What is a 401(k)?
We’re sure you already know what a 401(k) is, but just for good measure, we’ll sum it up:
A 401(k) plan is an employer-sponsored program that enables employees to save for retirement. Funds contributed to the plan by employees reduce their total taxable income (similar to the way healthcare deductions reduces employees’ gross income). Employee contributions to the plan can be automatically deducted from payroll on a regular basis or a few times a year. 401(k) plans are governed by the Tax Code and regulations that incentivize employees to maintain the funds untouched until retirement. It is important to remember that the balances in 401(k) plans are impacted by the overall contribution of the employee and the employer (in case of matching contributions), as well as investment performance of the funds.
Why it is so important to maintain a healthy 401(k) plan to support employee financial wellness?
With regular contributions to a 401(k) plan, employees can consistently and responsibly save for their retirement, while still having enough take-home pay each pay period to cover day-to-day expenses. Unlike other savings accounts that can be for a specific purpose or term, the purpose of a 401(k) is to create and build employees’ retirement incomes. For many employees, 401(k) plans are the only investment account they will have, and almost the only source of income when they are no longer part of the workforce.
How can I help employees preserve their retirement funds?

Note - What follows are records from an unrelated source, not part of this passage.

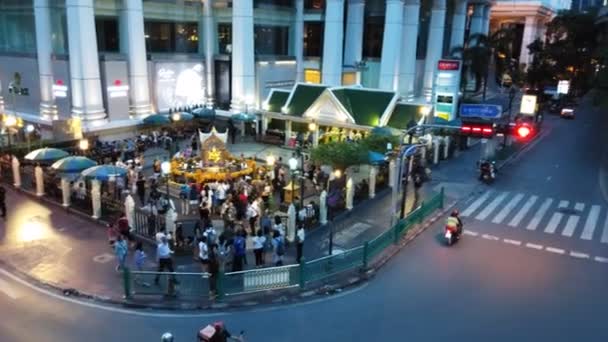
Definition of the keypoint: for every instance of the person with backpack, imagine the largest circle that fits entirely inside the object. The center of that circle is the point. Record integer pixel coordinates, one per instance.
(278, 248)
(239, 251)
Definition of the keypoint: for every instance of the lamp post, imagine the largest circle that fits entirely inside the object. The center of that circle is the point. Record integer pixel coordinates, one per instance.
(28, 130)
(165, 168)
(337, 174)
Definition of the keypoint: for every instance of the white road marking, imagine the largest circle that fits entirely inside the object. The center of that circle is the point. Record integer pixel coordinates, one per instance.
(6, 288)
(604, 238)
(555, 250)
(507, 209)
(475, 205)
(573, 221)
(591, 223)
(490, 237)
(523, 211)
(490, 208)
(538, 216)
(512, 242)
(601, 259)
(579, 255)
(468, 232)
(534, 246)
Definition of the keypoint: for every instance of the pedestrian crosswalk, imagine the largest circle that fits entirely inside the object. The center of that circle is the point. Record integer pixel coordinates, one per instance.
(587, 221)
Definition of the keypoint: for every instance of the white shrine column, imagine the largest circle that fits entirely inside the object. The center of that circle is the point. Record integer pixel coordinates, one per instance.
(210, 37)
(409, 39)
(332, 43)
(389, 64)
(139, 91)
(87, 101)
(528, 37)
(459, 20)
(42, 17)
(477, 19)
(485, 26)
(299, 40)
(434, 49)
(353, 46)
(243, 60)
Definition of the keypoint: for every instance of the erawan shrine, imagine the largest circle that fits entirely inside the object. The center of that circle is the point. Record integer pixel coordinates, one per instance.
(214, 163)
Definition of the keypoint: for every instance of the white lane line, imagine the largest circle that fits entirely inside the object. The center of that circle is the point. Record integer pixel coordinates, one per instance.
(555, 250)
(591, 223)
(538, 216)
(512, 242)
(523, 211)
(579, 255)
(6, 288)
(490, 237)
(534, 246)
(475, 205)
(490, 208)
(604, 238)
(601, 259)
(507, 209)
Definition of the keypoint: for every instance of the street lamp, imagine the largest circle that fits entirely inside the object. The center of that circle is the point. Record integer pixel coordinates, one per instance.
(165, 168)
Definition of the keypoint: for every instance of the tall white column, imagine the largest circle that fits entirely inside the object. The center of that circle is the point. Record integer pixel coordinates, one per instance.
(458, 23)
(210, 38)
(528, 37)
(139, 92)
(332, 43)
(42, 16)
(434, 47)
(485, 27)
(476, 19)
(299, 40)
(243, 62)
(391, 43)
(407, 70)
(87, 101)
(353, 49)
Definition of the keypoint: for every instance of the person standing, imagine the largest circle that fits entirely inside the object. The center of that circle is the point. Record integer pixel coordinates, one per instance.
(163, 256)
(300, 236)
(3, 201)
(121, 250)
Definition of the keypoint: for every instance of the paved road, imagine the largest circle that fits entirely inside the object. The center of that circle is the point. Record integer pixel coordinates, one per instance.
(484, 288)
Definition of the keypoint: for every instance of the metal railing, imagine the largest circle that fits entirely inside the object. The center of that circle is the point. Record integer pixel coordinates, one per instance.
(283, 277)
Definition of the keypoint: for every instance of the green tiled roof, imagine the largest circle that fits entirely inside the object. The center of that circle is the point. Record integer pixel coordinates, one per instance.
(402, 114)
(303, 97)
(365, 106)
(277, 100)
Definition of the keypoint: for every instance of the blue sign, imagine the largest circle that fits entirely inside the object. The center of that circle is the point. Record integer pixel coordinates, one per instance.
(485, 111)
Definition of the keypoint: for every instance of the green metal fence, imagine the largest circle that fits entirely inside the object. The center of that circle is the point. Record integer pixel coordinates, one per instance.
(197, 284)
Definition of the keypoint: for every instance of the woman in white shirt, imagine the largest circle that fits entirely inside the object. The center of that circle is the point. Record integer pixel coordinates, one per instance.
(259, 241)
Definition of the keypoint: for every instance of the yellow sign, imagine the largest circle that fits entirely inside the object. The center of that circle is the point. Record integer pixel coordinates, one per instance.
(528, 105)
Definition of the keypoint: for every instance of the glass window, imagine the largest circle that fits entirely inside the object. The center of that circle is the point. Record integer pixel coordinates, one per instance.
(373, 33)
(271, 40)
(107, 34)
(224, 36)
(313, 39)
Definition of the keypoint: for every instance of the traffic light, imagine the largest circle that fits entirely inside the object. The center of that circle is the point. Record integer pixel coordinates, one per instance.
(477, 129)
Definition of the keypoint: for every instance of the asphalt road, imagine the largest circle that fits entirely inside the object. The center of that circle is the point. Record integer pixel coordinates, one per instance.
(486, 287)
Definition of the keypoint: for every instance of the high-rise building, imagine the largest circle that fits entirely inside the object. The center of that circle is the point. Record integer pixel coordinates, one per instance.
(116, 61)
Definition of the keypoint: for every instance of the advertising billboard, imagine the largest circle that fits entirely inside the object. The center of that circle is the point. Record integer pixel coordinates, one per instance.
(179, 84)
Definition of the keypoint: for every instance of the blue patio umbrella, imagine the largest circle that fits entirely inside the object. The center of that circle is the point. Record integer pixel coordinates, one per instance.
(375, 158)
(104, 172)
(73, 164)
(47, 154)
(246, 117)
(156, 119)
(385, 131)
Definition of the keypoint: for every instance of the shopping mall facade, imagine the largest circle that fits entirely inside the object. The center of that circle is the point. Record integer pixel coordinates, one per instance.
(112, 62)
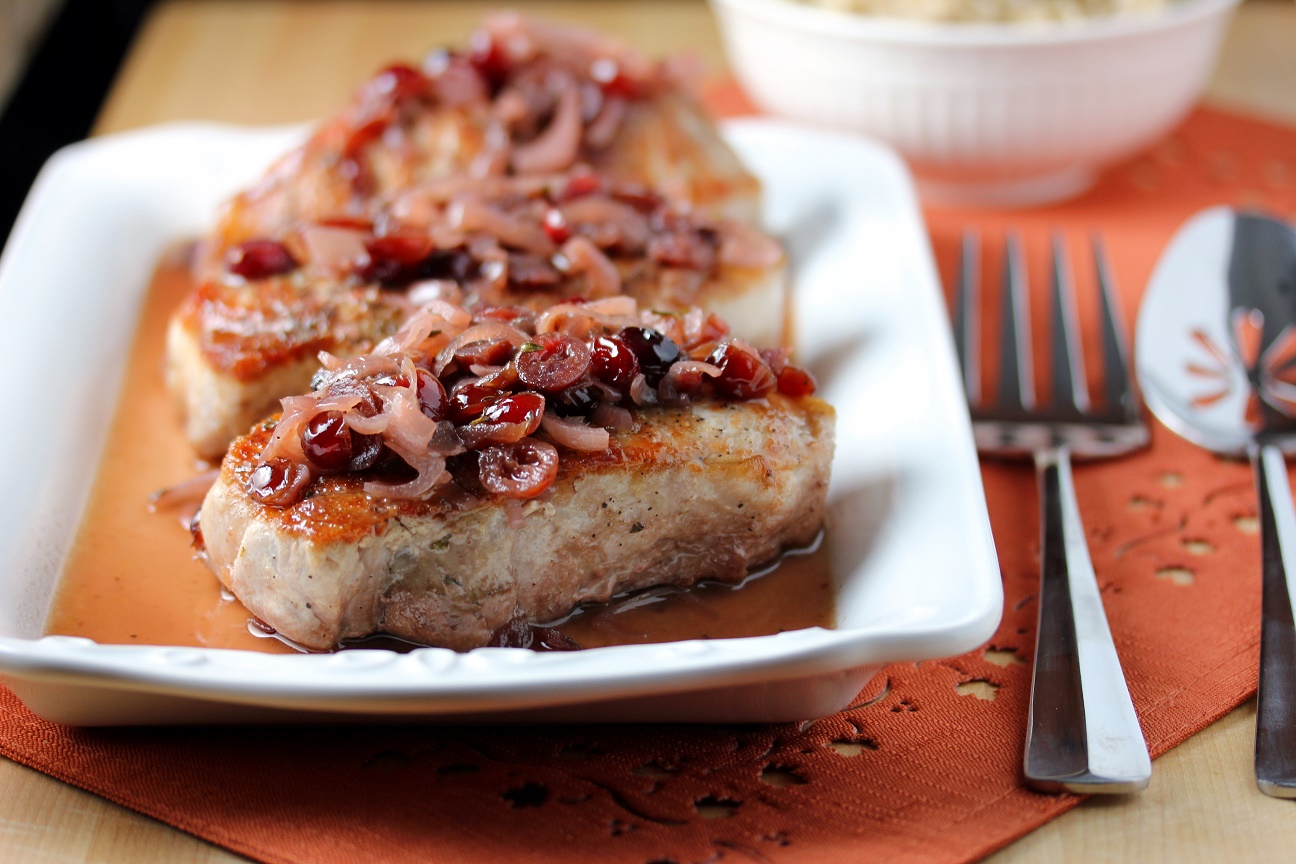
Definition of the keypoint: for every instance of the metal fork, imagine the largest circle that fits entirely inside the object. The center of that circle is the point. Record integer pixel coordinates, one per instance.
(1082, 733)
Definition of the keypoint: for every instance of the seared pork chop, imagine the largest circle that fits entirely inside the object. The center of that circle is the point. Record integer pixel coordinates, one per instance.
(248, 336)
(480, 468)
(703, 492)
(526, 99)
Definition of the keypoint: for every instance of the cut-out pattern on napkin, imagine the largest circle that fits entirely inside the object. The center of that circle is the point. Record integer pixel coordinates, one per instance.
(914, 771)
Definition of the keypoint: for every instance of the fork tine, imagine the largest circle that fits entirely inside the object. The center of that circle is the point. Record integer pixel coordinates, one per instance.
(1117, 387)
(1016, 381)
(1068, 356)
(967, 301)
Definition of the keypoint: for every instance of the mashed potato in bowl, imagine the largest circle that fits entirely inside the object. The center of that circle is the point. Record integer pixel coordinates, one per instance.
(992, 11)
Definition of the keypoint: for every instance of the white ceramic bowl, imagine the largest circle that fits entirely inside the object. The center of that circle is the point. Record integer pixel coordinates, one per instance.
(985, 114)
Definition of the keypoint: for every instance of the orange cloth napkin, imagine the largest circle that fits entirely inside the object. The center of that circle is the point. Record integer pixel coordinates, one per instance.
(923, 768)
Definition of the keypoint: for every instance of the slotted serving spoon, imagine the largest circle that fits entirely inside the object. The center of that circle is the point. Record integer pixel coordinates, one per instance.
(1216, 345)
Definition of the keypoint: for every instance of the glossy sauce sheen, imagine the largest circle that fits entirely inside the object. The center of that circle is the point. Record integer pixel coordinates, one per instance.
(132, 577)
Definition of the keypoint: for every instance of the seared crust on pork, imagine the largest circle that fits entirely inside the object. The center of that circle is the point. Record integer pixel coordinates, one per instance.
(699, 492)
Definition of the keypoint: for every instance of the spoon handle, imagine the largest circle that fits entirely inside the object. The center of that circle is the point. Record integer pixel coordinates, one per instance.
(1275, 711)
(1082, 733)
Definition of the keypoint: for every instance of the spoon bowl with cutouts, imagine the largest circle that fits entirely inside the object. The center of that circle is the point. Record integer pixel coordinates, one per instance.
(1216, 359)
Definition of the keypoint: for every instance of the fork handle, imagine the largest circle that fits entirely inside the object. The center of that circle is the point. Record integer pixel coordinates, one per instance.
(1082, 735)
(1275, 700)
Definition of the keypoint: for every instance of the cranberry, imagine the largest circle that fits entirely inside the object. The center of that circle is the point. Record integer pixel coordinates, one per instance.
(327, 442)
(259, 259)
(451, 264)
(612, 362)
(397, 258)
(367, 451)
(487, 57)
(653, 351)
(506, 420)
(743, 372)
(279, 482)
(552, 362)
(613, 80)
(432, 395)
(398, 83)
(576, 400)
(519, 470)
(556, 227)
(469, 397)
(795, 381)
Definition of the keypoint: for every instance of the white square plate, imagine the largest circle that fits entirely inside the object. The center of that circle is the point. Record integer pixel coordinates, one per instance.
(918, 575)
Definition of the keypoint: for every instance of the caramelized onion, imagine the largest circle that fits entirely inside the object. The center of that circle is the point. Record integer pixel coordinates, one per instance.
(601, 276)
(430, 469)
(559, 145)
(484, 332)
(184, 492)
(476, 214)
(684, 378)
(576, 434)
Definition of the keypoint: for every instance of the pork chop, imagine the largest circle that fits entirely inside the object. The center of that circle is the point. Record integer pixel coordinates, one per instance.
(474, 469)
(705, 492)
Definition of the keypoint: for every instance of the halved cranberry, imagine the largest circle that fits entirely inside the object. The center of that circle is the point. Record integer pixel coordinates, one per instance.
(519, 470)
(469, 397)
(327, 442)
(259, 259)
(432, 395)
(653, 351)
(795, 381)
(489, 57)
(279, 482)
(555, 226)
(452, 264)
(743, 372)
(367, 451)
(552, 362)
(578, 400)
(612, 362)
(507, 420)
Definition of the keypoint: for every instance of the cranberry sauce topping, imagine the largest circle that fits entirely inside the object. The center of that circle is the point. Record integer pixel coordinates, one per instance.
(455, 391)
(259, 259)
(521, 73)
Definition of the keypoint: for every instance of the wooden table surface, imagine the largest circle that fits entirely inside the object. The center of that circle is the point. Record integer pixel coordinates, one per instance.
(237, 61)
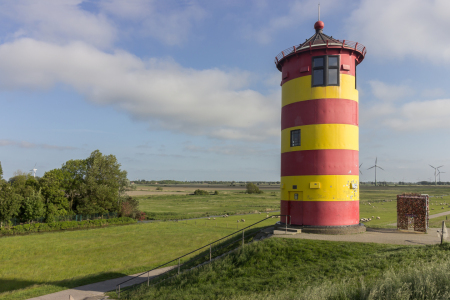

When financial hardships arise, 401(k) plans are often the first place employees will turn to plug the gap. For many, this is because their retirement funds are their only form of savings. For others, this is because of the misconception that ‘borrowing from themselves’ is preferential to the other credit options available to them.
However, taking any amount out of retirement funds could mean a significant adverse effect to the investment’s growth potential, costing employees dearly in the long run.
Employees often don’t realize the terrible consequences that not investing in or taking away from retirement funds can have. It will take an employee with average income years to repay even just a few thousand dollars, especially if, like most Americans, your employees are not contributing the maximum amount into their 401(k) plans.
The good news is that employers can offer employees an alternative to borrowing from retirement plans. Financial wellness benefits like Kashable, that offer reliable, affordable credit when hardships strike, give employees the chance to handle financial burdens without a knock-on effect to their retirement plans.